Se não ha respeito nem em relação a realidade social que as pessoas vivem, se nao existe compreenssão por parte da elite intelectual, sobre o que é ser pobre neste mundo

Pra mim todo esse falatorio nao passa mesmo de conteudo praticamente lixo intelectual, que pouco vai nos ajudar a avançar em questão de humanidade e dignidade.

jan disse...

ok Nathalia, mas depois de chamar alguém (nao sei com que autoridade) de facista, pseudonseique, dizer que o esforço de alguém pra estudar e nao fazer uma revolução sem método é academismo, que resgatar memória de mulheres é ditadura, que vontade de organização é autoritarismo, que recorte de lesbianidade é egoísmo ...cadê sua proposta? Desmotivar e destruir é BEM cômodo. Reprimir idéias tb é bem clichê. A lesbianidade não tem nenhuma visibilidade social, afora as representações patriarcais. Os índices entre lésbicas de tabagismo, uso de drogas, alcoolismo, obesidade mórbida e o silêncio sobre as práticas sexuais e as dsts são um impacto verdadeiro da suposição da heterosexualidade universal (autoras chamam de heterosexualidade compulsória). Falar que se lésbicas começam a fazer uma narrativa, super minoritária por sinal e de pouco consenso entre as próprias militantes lésbicas (muitas delas em organizações mistas e em que mal tem voz) ou entre a população lésbica em geral (pouco engajada politicamente dada a invisibilidade e a cultura de passividade que há entre mulheres e lésbicas) em que fala em prol de um resgate, que seja erótico ou cultural, da valorização entre mulheres, e que ousa dizer que (codições materiais, não é abstratismo) as relações entre gêneros são desiguais, estão 'impondo'... que força temos pra impôr? No Brasil pelo menos as organizações lésbicas temem se associar a feminismo por isso, porque feminismo é perseguido na cultura patriarcal (há séculos). Não obstante, é o feminismo que vem dando perspectiva à essas organizações mesmo no Brasil e principalmente na América Latina, que está trazendo um caráter revolucionário

A questão não é necessariamente prática pras feministas lésbicas, mas ética. As feministas lésbicas, não satisfeitas em compreender a sua 'condição' como uma mera situação populacional minoritária, congênita, específica, ou como uma 'prática sexual', ampliaram pra incluir todo tipo de experiência entre mulheres ligada a solidariedade e apoio mutuo e reconhecimento que rompesse com a socialização androcêntrica que recebemos. (Por que a eleição de uma mãe em apoiar seu filho homem e restringir e observar sua filha mulher não seria uma eleição erótica que apredemos desde cedo também?)
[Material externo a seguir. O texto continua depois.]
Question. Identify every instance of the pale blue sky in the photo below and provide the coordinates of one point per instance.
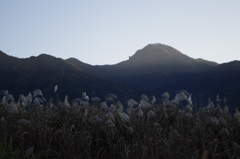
(108, 32)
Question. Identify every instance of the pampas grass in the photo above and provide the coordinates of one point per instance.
(90, 131)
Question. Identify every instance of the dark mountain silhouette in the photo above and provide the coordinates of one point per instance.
(156, 67)
(161, 68)
(20, 76)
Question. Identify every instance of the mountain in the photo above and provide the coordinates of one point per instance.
(161, 68)
(21, 76)
(156, 67)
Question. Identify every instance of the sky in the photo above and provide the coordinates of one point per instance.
(108, 32)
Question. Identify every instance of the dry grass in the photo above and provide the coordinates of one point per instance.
(69, 133)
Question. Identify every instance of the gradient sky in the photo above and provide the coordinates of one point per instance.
(108, 32)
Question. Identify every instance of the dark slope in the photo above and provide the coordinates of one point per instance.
(156, 67)
(161, 68)
(45, 72)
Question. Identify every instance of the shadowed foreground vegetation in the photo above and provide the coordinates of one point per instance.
(147, 130)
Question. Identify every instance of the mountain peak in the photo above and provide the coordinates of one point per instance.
(165, 57)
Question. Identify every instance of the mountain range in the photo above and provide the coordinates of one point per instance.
(155, 69)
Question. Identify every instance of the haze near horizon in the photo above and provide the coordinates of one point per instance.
(107, 32)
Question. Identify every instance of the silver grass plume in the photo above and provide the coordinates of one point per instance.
(144, 98)
(165, 96)
(132, 103)
(153, 100)
(95, 99)
(12, 108)
(37, 92)
(55, 88)
(85, 96)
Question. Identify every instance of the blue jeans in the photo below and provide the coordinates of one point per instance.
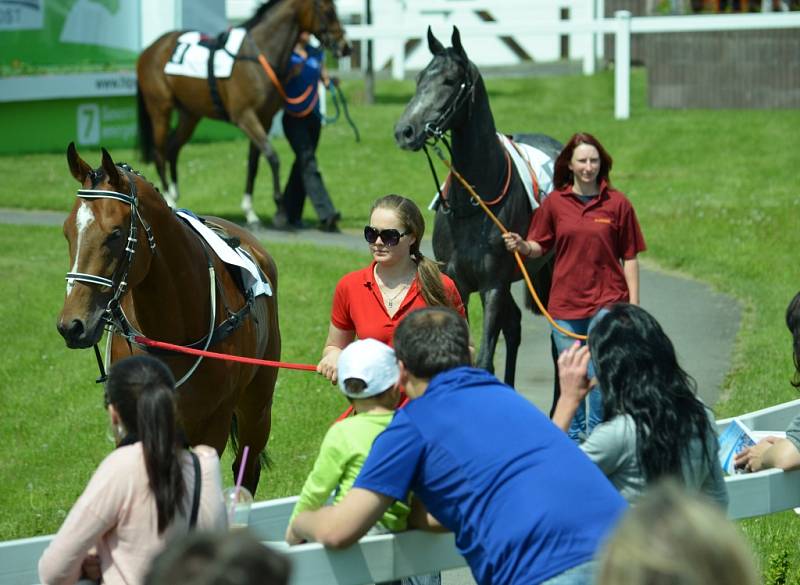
(579, 429)
(583, 574)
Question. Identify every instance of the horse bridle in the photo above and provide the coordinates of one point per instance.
(435, 131)
(465, 92)
(113, 314)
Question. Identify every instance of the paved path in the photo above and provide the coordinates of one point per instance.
(701, 323)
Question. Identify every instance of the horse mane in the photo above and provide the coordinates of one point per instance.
(259, 14)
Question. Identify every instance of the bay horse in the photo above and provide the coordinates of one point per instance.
(137, 268)
(451, 96)
(249, 98)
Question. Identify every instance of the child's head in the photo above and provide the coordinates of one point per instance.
(367, 368)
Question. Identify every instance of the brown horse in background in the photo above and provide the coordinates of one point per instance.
(161, 285)
(250, 97)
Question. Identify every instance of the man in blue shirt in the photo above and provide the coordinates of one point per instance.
(302, 123)
(525, 504)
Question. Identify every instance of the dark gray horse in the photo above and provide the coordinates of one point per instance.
(451, 96)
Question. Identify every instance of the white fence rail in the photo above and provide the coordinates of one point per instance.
(376, 559)
(622, 27)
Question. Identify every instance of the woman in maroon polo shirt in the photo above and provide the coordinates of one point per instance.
(597, 238)
(372, 301)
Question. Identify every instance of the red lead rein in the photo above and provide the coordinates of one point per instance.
(222, 356)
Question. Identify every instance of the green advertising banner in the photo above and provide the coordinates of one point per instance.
(50, 125)
(67, 35)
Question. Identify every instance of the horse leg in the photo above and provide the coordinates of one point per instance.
(254, 422)
(512, 333)
(249, 123)
(492, 308)
(186, 124)
(160, 118)
(252, 170)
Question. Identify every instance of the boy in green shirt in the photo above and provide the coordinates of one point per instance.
(368, 373)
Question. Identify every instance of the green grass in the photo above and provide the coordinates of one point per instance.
(715, 192)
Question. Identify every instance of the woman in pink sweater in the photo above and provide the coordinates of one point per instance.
(150, 489)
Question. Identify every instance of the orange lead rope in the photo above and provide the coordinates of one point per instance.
(274, 78)
(517, 256)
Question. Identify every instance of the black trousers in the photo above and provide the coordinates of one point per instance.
(305, 178)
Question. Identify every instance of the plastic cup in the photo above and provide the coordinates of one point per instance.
(238, 504)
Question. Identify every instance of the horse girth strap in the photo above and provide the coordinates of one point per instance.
(213, 87)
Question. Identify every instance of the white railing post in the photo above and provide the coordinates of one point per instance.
(399, 53)
(599, 37)
(589, 57)
(622, 65)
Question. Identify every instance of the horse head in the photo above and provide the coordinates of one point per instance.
(444, 87)
(319, 18)
(101, 231)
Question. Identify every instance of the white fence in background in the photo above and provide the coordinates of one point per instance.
(622, 26)
(377, 559)
(526, 44)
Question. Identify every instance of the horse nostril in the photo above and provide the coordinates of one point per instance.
(72, 330)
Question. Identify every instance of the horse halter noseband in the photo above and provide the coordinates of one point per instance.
(435, 131)
(112, 311)
(466, 92)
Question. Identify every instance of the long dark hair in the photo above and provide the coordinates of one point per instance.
(640, 376)
(563, 177)
(430, 277)
(142, 390)
(793, 323)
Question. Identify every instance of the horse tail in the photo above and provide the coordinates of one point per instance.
(145, 133)
(542, 280)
E sim, questionou a naturalidade das relações entre homens e mulheres, o amor cortês, o masoquismo, perguntou até onde faziam bem, ao menos como estão postas, e se não poderiam construir juntas algo novo. Nem que seja como projeto político. Feminismo e qualquer luta política tem uma dimensão de solidariedade vital. É preciso recuperar essa experiência de amor entre mulheres sim, em todos laços em que se manifestam e que são alvo da política sexista tensionar ou prevenir. É isso que feminismo-lésbico quis tentar transmitir, além de despertar pra abrangência da vivência lésbica, da vida das mulheres, dos laços entre elas. E isso não é um embate intelectual.

Tem um texto que pode interessar http://dialogoj.wordpress.com/2009/09/03/heterolesbo-feministas-lesboheterofeministas-la-cuestion-es-%c2%bfque-podemos-hacer-juntas/

Heterolesbo feministas lesboheterofeministas, la cuestión es ¿qué podemos hacer juntas?


Agora se a proposta é que retornemos às organizações LGBT/queer e fiquemos quietinhas no canto, satisfeitas com 'nossa' orientação sem questionar a naturalidade com que são postas as relações entre os sexos, como se simplesmente tivessem um carater erótico e afetivo e nenhuma política por trás, eu questiono se esse feminismo não se mostra temeroso demais de avançar nas suas conclusões.